Coordinated three successive Researchers' Night projects in Bulgaria: FRESH (2016), REFRESH (2018), and FRESHER (2020), each building on the previous edition.
ZENTYR ZA IZSLEDVANE I ANALISI
Bulgarian NGO coordinating European Researchers' Night events and science communication activities across Bulgaria since 2016.
Their core work
The Centre for Research and Analysis is a Bulgarian NGO specializing in science communication, public engagement, and bridging the gap between research and society. Their flagship activity is organizing Bulgaria's European Researchers' Night events (the FRESH–REFRESH–FRESHER series), coordinating hands-on science activities, exhibitions, and entrepreneurship competitions nationwide. They also contribute to EU-wide initiatives on responsible research and innovation (RRI), food policy dialogues, and public engagement with key enabling technologies, consistently serving as Bulgaria's local implementation partner for pan-European outreach campaigns.
What they specialise in
Five of six projects (SPARKS, FRESH, REFRESH, FRESHER, SocKETs) directly involve designing and delivering public engagement activities, science cafés, exhibitions, and awareness campaigns.
Contributed to RRI frameworks through FIT4FOOD2030 (multi-stakeholder food policy dialogues) and SocKETs (public engagement with Key Enabling Technologies).
FRESH, REFRESH, and FRESHER all included business and entrepreneurship competitions alongside science communication activities.
How they've shifted over time
Their early H2020 work (2015–2017) was broader, participating as a third party in pan-European exhibition projects like SPARKS and contributing to food system policy dialogues in FIT4FOOD2030. From 2016 onward, they increasingly focused on coordinating Bulgaria's Researchers' Night, running three successive editions with growing scope — adding interdisciplinary themes, cultural heritage connections, and inclusion elements. The trend is clear: they moved from being a local delivery partner in others' projects to becoming the established national coordinator for MSCA-funded public engagement in Bulgaria.
They are consolidating as Bulgaria's go-to organization for MSCA Researchers' Night events, with each iteration expanding in thematic scope toward inclusion, cultural heritage, and interdisciplinary science communication.
How they like to work
They operate in a dual mode: as coordinator for national Researchers' Night events (FRESH, REFRESH, FRESHER) and as a third-party contributor in large pan-European consortia (SPARKS, FIT4FOOD2030, SocKETs). Despite being a small NGO, they have connected with 75 unique partners across 31 countries — a remarkably wide network built through participation in large CSA consortia. This makes them a useful gateway partner for anyone needing Bulgarian public engagement capacity within a European consortium.

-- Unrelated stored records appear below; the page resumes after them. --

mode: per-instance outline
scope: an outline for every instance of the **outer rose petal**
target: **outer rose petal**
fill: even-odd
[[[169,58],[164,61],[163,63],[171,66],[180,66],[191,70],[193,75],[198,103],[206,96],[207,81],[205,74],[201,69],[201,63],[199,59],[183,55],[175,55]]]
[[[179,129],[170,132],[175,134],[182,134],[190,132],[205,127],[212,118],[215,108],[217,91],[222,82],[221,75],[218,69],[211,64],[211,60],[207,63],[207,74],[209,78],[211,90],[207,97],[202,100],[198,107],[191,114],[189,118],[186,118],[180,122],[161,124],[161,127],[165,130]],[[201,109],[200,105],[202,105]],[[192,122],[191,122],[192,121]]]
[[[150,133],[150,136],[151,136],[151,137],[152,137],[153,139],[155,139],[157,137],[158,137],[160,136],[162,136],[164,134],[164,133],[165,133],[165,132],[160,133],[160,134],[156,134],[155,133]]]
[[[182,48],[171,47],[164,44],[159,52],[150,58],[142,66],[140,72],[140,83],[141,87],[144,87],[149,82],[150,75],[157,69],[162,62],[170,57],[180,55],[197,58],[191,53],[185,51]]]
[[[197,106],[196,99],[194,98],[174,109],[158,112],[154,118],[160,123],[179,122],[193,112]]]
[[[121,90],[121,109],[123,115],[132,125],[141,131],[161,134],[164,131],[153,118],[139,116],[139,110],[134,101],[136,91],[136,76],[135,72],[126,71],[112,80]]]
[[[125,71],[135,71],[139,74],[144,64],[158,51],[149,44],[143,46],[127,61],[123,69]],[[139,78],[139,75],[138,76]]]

Extensive European network spanning 75 partners across 31 countries, built primarily through large Coordination and Support Action consortia. Their connections are broad rather than deep, covering Western and Eastern European research and science communication organizations.
What sets them apart
They are one of very few Bulgarian NGOs with a proven track record of coordinating MSCA-funded Researchers' Night events, having done so three times in succession. This continuity gives them established relationships with Bulgarian universities, schools, science centers, and media that would be difficult for a newcomer to replicate. For any EU project needing public engagement, science communication, or dissemination activities in Bulgaria, they offer a ready-made local network and event infrastructure.
Highlights from their portfolio
- REFRESHTheir largest funded project (EUR 19,250) and the second iteration of Bulgaria's Researchers' Night, adding interdisciplinary and cultural heritage dimensions to the established format.
- FIT4FOOD2030Their only food-sector project, involving multi-stakeholder dialogues on EU food policy — shows capacity beyond science communication into policy engagement.
- SocKETsMost recent third-party involvement (2020–2023), focused on public engagement with Key Enabling Technologies, signaling a move toward industry-relevant science communication.